Do You Really Want to Find Out Who's Your Daddy? #529
July 05, 2019
At least some of you by now have probably spit into a tube and mailed it off to find out who your closest relatives are, where you might be from, and what terrible diseases might await you. But what exactly did you find out? And what did you give away? In this live panel at Awesome Con we bring in science writer Tina Saey to talk about all her DNA testing, and bioethicist Debra Mathews, to determine whether Tina should have done it at all.
Related links:
- What FamilyTreeDNA sharing genetic data with police means for you
- Crime solvers embraced genetic genealogy
- Genealogy databases could reveal the identity of most Americans
- What I actually learned about my family after trying 5 DNA ancestry tests
- DNA testing can bring families together, but gives mixed answers on ethnicity
- Why using genetic genealogy to solve crimes could pose problems
- What consumer DNA data can and can’t tell you about your risk for certain diseases
- Genetic sleuthing again IDs a murder suspect in a cold case
- Consumer DNA testing promises more than it delivers
- What genetic tests from 23andMe, Veritas and Genos really told me about my health
- Special report: Genetic testing goes mainstream
- New genetic sleuthing tools helped track down the Golden State Killer suspect
- Jon Snow emails 23andMe about his DNA results
Guests:
- Tina Saey
- Debra Mathews
Guest Bios
Tina Saey
Molecular biology writer Tina Hesman Saey is a geneticist-turned-science writer who covers all things microscopic and a few too big to be viewed under a microscope.
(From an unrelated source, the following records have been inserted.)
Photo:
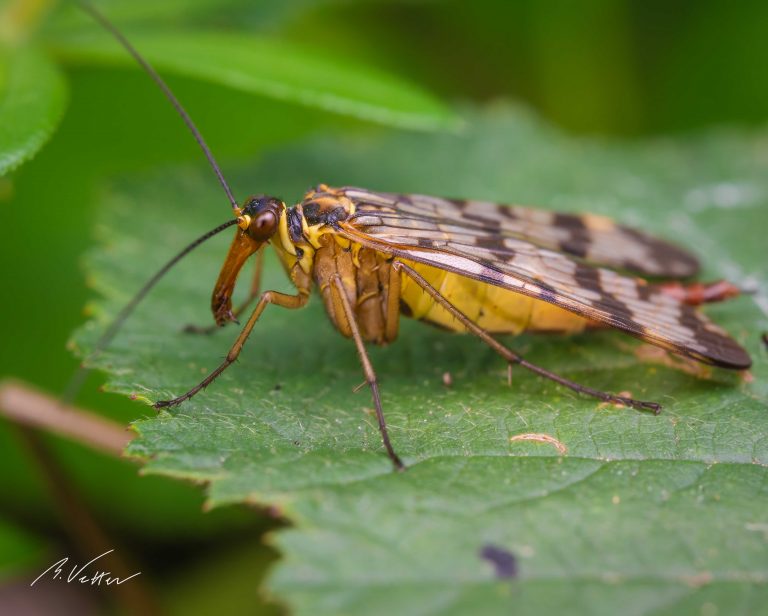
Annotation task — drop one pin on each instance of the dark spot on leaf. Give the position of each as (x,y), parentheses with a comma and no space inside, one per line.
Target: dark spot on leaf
(503,561)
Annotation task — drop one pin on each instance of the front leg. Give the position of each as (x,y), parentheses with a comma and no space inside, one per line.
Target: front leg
(253,294)
(269,297)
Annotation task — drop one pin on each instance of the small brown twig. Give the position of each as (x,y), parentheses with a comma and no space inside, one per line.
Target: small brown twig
(28,407)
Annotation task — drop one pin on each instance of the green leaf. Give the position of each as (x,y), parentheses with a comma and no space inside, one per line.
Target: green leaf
(642,514)
(277,69)
(32,100)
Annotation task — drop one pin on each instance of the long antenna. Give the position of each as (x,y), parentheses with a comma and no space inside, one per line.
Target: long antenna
(76,382)
(73,387)
(93,12)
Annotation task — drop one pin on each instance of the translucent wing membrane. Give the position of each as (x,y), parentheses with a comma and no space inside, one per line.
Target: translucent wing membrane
(532,252)
(596,239)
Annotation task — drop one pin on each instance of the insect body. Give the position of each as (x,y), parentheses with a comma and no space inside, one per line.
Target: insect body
(466,266)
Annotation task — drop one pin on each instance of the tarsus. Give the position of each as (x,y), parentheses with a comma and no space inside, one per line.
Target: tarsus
(76,382)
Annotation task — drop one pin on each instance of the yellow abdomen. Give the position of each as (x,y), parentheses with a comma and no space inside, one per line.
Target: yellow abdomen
(493,308)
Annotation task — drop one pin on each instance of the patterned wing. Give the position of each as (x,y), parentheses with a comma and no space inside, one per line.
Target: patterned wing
(596,239)
(475,251)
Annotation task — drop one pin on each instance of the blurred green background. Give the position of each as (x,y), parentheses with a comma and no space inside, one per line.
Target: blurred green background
(611,68)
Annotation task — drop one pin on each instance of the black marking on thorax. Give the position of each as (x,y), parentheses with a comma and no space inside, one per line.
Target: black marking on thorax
(320,214)
(294,224)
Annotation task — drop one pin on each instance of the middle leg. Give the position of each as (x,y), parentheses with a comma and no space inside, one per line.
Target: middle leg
(370,375)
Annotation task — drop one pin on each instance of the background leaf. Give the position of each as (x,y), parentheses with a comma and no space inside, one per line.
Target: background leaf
(32,99)
(278,69)
(642,515)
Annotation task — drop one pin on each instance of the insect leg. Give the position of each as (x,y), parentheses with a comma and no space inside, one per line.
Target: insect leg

She is an honors graduate of the University of Nebraska-Lincoln where she did research on tobacco plants and ethanol-producing bacteria. She spent a year as a Fulbright scholar at the Georg-August University in Göttingen, Germany, studying microbiology and traveling. Her work on how yeast turn on and off one gene earned her a Ph.D. in molecular genetics at Washington University in St. Louis. Tina then rounded out her degree collection with a master’s in science journalism from Boston University. She interned at the Dallas Morning News and Science News before returning to St. Louis to cover biotechnology, genetics and medical science for the St. Louis Post-Dispatch. After a seven year stint as a newspaper reporter, she returned to Science News. Her work has been honored by the Endocrine Society and the Genetics Society of America.
Debra Mathews
Debra Mathews, PhD, MA, is the Assistant Director for Science Programs for the Johns Hopkins Berman Institute of Bioethics, and an Associate Professor in the Department of Pediatrics, Johns Hopkins University School of Medicine. As the Assistant Director for Science Programs, Dr. Mathews is responsible for overseeing the Stem Cell Policy and Ethics program and the Program in Ethics and Brain Sciences, as well as other bench research-related endeavors in the Berman Institute. She is also a member of the steering committee of The Hinxton Group, an international collective of scientists, ethicists, policymakers and others, interested in ethical and well-regulated science, and whose work focuses primarily on stem cell research. Dr. Mathews has been an active member of the International Neuroethics Society since 2006 and has served on the Society’s Board of Directors since 2015. Dr. Mathews' academic work focuses on ethics and policy issues raised by emerging biotechnologies, with particular focus on genetics, stem cell science, neuroscience and synthetic biology. In CRISPR: A path through the thicket, a paper in Nature, Dr. Mathews and colleagues discuss the ethical questions of genome editing and present recommended actions for continued research.